Formative assessment and feedback
- The module includes regular assignments covering creative responses and production skills for the topics and techniques under investigation.
- In particular, formative assessment will be made of an initial Game Design Document and a pitch presentation to the class. Direct feedback will be given in these cases regarding quality, standard and areas for improvement.
- Formative assessment is given through group critiques and individual tutorials. Work-in-progress presented will be given direct feedback regarding its quality and standard.
- During the seminar sessions held in the run-up to submission of assessed works, students are given support and feedback on works in progress.
- Provide students with support to further develop creative and production skills
- Guide students in understanding how digital media arts practices are applied within industry
- Provide opportunities for students to learn industry relevant tools and practices
- Support students in focusing their practice
|1||Generate ideas, concepts, proposals, solutions or arguments in response to set briefs||C|
|2||Comprehend implications and potential for Digital Media Arts presented by new developments in the Video Games industries||K|
|3||Demonstrate ability to combine multiple techniques learned at level 4 (still imagery, audio, video, animation, interaction) in the creation of a video game||K|
|4||Realise negotiated practical outcomes taking into account creative, logistical, and budgetary requirements||C|
|5||Study independently, set goals, manage their own workloads and meet deadlines||PT|
|6||Select, test and make appropriate use of software, processes and environments||PT|
|7||Select and employ communication and information technologies.||PT|
C - Cognitive/analytical
K - Subject knowledge
T - Transferable skills
P - Professional/Practical skills
Methods of Teaching / Learning
The learning and teaching strategy is designed to enable students to formulate ideas for working games, and to use audio-visual material, written design documentation, physical materials and/or software prototypes to demonstrate these ideas.

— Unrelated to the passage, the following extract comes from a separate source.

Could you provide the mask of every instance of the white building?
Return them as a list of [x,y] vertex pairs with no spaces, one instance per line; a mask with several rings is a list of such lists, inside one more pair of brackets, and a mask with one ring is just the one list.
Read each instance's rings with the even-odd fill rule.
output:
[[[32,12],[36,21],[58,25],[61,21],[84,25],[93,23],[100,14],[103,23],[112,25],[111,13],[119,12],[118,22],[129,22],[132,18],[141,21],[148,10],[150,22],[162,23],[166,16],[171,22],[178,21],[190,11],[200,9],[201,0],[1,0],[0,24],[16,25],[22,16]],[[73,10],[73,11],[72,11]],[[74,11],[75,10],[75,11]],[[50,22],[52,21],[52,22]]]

The students will build on skills acquired in previous units, extending these skills where appropriate using game development software tools and techniques.
The learning and teaching methods may include
- Critiques and individual tutorials
Indicated Lecture Hours (which may also include seminars, tutorials, workshops and other contact time) are approximate and may include in-class tests where one or more of these are an assessment on the module. In-class tests are scheduled/organised separately to taught content and will be published on to student personal timetables, where they apply to taken modules, as soon as they are finalised by central administration. This will usually be after the initial publication of the teaching timetable for the relevant semester.
Upon accessing the reading list, please search for the module using the module code: DMA2011
Please note that the information detailed within this record is accurate at the time of publishing and may be subject to change. This record contains information for the most up to date version of the programme / module for the 2022/3 academic year.